Nos hicimos, eso sí, un buen peeling en los pies con aquellos pececillos y seguimos camino, ya desbocados al norte. Cruzamos carreteras que se iban despojando de tráfico y fuimos más allá. Nos acercamos a las montañas y nos reconciliamos con los valles y entonces vimos una manada de yaks en una pradera y respiramos el aire frío de un territorio que aspira a ser Tibet, que tiene alma de monje. Las casas cambiaron de aspecto. Aquí eran más grandes, cuadradas, sin los tejados chinos.
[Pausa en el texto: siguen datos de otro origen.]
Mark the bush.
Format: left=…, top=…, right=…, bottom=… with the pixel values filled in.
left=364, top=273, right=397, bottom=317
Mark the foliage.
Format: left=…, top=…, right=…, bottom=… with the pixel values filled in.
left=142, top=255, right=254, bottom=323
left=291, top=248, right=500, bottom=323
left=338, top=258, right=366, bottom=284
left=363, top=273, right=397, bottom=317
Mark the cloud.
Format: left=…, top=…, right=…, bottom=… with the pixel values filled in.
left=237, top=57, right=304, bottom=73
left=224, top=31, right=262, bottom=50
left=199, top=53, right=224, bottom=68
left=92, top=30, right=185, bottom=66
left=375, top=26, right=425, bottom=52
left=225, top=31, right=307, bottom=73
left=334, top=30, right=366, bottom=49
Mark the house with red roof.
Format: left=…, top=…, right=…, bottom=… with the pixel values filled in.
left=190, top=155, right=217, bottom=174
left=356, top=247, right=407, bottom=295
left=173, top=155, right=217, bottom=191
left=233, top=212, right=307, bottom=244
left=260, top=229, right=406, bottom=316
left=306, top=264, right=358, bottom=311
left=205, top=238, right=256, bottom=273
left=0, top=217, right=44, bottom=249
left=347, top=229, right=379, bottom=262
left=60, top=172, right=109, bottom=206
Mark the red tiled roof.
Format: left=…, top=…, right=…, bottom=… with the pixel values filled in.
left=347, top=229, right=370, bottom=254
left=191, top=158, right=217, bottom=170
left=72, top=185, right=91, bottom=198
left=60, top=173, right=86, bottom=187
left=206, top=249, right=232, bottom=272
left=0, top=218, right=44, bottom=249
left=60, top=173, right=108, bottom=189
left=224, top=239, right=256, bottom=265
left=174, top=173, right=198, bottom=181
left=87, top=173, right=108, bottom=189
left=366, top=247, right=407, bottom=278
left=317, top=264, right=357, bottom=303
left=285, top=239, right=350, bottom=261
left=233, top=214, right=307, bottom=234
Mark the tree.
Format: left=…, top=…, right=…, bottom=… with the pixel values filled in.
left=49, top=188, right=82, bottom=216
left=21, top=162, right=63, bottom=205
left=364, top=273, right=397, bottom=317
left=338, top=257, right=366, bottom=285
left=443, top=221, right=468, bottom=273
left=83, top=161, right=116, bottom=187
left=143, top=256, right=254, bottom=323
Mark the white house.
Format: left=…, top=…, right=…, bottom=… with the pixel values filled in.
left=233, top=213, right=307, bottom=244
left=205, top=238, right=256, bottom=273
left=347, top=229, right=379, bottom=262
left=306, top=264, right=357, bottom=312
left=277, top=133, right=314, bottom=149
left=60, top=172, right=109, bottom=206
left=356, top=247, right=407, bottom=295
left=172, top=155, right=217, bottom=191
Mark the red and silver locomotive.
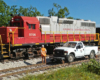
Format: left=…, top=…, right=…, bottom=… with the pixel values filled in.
left=0, top=16, right=98, bottom=59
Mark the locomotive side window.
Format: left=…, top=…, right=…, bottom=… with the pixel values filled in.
left=28, top=24, right=31, bottom=29
left=28, top=24, right=35, bottom=29
left=32, top=24, right=35, bottom=29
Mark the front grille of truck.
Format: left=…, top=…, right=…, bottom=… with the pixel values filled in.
left=54, top=49, right=64, bottom=56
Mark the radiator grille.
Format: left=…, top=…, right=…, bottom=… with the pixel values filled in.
left=55, top=49, right=64, bottom=56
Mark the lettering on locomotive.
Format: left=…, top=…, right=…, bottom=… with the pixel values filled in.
left=29, top=33, right=36, bottom=36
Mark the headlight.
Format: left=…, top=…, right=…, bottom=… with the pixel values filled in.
left=64, top=53, right=67, bottom=55
left=64, top=51, right=68, bottom=55
left=53, top=49, right=55, bottom=54
left=53, top=52, right=55, bottom=54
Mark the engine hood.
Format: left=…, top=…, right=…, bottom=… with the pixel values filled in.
left=55, top=47, right=74, bottom=51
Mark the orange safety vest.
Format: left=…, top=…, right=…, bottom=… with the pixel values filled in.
left=41, top=48, right=46, bottom=57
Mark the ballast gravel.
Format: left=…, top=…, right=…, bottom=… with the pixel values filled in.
left=0, top=56, right=50, bottom=70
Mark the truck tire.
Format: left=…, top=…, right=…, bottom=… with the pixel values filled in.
left=67, top=54, right=74, bottom=63
left=89, top=51, right=95, bottom=59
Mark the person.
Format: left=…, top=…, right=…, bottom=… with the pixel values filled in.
left=41, top=45, right=47, bottom=63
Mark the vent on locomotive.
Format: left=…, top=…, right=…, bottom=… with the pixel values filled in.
left=58, top=20, right=73, bottom=24
left=81, top=22, right=95, bottom=27
left=39, top=18, right=50, bottom=24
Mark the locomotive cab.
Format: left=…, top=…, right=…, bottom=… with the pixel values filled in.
left=9, top=16, right=41, bottom=44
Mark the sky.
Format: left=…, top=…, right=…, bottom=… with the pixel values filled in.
left=3, top=0, right=100, bottom=27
Las fachadas estaban decoradas con formas sencillas, cuadrados blancos sobre fachadas rojas y algún que otro símbolo budista, como la esvástica, que una vez superado el primer impacto, dejo de parecernos nazi.

Así llegamos a Shangri La, con la esperanza de encontrar allí ese lugar atrapado en el tiempo que narraba la novela. Pero el nombre responde más a una estrategia del marketing que a una leyenda. Aún así, me pareció una ciudad agradable. Tenía algo de místico su plaza rematada con una torre dorada, con relieves de Buda que iban girando. Los edificios de madera tenían más verdad que los de Liujang, pero hacía menos de un año que un incendio se había llevado la mitad del casco antiguo. Paseamos entre las cenizas y los escombros de lo que intuí un barrio que invitaba a perderse. Los árboles quemados se alzaban irónicos en la supuesta ciudad de la eterna juventud.

Para los chinos el dinero es lo primero, luego está la familia.

Pero Shangri La resiste de algún modo. Hay escuelas de dibujo budista donde todos los cuadros muestran alguna figura de Buda. La filosofía en las calles, se mezcla con mochileros y restaurantes. Los templos dan la espalda a China y miran al cielo o a Lassa.

Los bares que sobrevivieron al fuego se debatían entre la música disco o los grupos en directo de música tibetana. Nosotros cenamos escuchando un concierto de una banda local.  Entonces charlamos con el dueño del bar. Tenía la piel morena y de vez en cuando se unía a la banda para cantar viejas canciones tibetanas. Había algo de nostalgia en su forma de hablar. El bar se había salvado por poco del incendio y lo cierto es que no podía competir con otros locales de música moderna, pero sus palabras definían un carácter inédito en la China que nosotros habíamos conocido.

-Para los chinos –dijo- el dinero es lo primero, luego está la familia. Pero nosotros no somos chinos, somos tibetanos.